The administration and sale of LDV last week was "done in indecent haste" and has left suppliers out of pocket and in the dark it was claimed yesterday.

The vanmaker's Drews Lane factory in Washwood Heath was idle again yesterday despite a claim by the new owner that production of the award-winning LDV Maxus van would resume this week. "Nothing was moving at all - there was no production going on whatsoever," one source said.

"The only people to be seen were from suppliers who had gone in to do a stock-take of their property. There were very few LDV people to be seen."

Last Friday's £750 milion refinancing of the ailing company was hailed as good news for LDV and its 1,200-strong workforce.

But it has since emerged that 230 jobs are to be axed following the decision by the new owner to suspend production of the older Pilot and Convoy models.

The company stopped production of al three models at the start of the month in order, it said, to "rebalance stocks", complete special orders and upgrade the skills training of some employees.

About 700 manufacturing staff were sent home and the company said it was negotiating a re-financing package to fund the development of Maxus as a mini-bus and chassis-cab vehicle, both of which are important sources of profit. But it emerged that LDV's cost base had risen significantly following the launch of the more sophisticated Maxus at the start of the year.

But revenues did not rise at the same rate and the company hit a severe cash-flow crisis that resulted in its bank accounts being frozen and suppliers going unpaid.

Last Friday saw the company go through a fast-track administration process followed by the sale of the business to American private equity group Sun Capital Partners.

Sun holds the majority stake of the new company, called LDV Group Limited, with existing backer European Acquisition Capital taking a minority stake.

One LDV supplier, AE Harris, the Hockley engineering company run by Russell Luckcock, has not been paid for two months and is currently owed about £50,000.

"In my 50 years' experience I have never known a deal like this done with such indecent haste," Mr Luck-cock said yesterday.

VM Motori, the Italian supplier of engines to Maxus, and Dana, which provides axles, are believed to be owed large amounts of money but neither company could be contacted for comment.

Another company thought to be affected by events is Stadco, the vehicle pressings specialist which has a joint venture with LDV that supplies body panels for the Maxus.

A spokesman for Stadco said yesterday: "The position is that the company is waiting to see how things settle down and will not comment further until the New Year."

Attempts by business support groups to establish when production will start up again at Drews Lane - some suggested January 2 as a possible date - were believed to have been hampered by the fact that key managers had gone on holiday.

EEF West Midlands, the engineering employers' group, said some of its members have been "left in the dark" and out of pocket by LDV. "Our member companies have been rightly concerned about how and when they will be paid by LDV," EEF regional chief executive Ian Smith said. "Many are substantially out of pocket and concerned that there has been silence on the issue.
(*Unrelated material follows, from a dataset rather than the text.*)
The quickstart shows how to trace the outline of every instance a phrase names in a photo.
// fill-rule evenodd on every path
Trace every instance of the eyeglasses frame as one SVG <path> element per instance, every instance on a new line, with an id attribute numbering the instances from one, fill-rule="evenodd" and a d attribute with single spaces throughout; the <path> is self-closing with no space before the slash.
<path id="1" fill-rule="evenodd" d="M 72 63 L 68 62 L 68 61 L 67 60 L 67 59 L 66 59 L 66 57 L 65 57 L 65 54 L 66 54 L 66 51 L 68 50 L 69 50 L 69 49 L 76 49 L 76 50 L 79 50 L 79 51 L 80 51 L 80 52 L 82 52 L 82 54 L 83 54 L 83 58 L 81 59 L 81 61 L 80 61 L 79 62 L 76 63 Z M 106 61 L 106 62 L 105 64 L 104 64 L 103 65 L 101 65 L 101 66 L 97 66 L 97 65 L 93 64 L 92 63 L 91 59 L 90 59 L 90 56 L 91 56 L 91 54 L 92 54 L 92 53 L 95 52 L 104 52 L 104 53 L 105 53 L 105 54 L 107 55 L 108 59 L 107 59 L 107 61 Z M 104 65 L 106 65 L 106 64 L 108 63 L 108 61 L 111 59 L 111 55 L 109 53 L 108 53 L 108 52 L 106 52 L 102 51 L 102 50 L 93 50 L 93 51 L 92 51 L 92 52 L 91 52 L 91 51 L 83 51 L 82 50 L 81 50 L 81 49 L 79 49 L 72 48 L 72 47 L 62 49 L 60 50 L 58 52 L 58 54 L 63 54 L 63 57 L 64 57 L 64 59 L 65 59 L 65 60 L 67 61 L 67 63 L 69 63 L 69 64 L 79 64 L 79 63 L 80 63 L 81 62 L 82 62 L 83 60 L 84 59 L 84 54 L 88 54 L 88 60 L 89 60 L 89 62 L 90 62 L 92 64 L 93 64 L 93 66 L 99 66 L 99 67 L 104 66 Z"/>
We fully sympathise with the short-term problems LDV have been facing, but their suppliers will face similar problems unless payment is forthcoming."

Regional development agency Advantage West Midlands, which played a big part in mitigating the economic impact of the collapse of MG Rover, was also in the dark last night. "We are pulling out all the stops to find out the situation in terms of the LDV supply chain so we can look at what we can do, if anything, to help," an AWM spokesman said.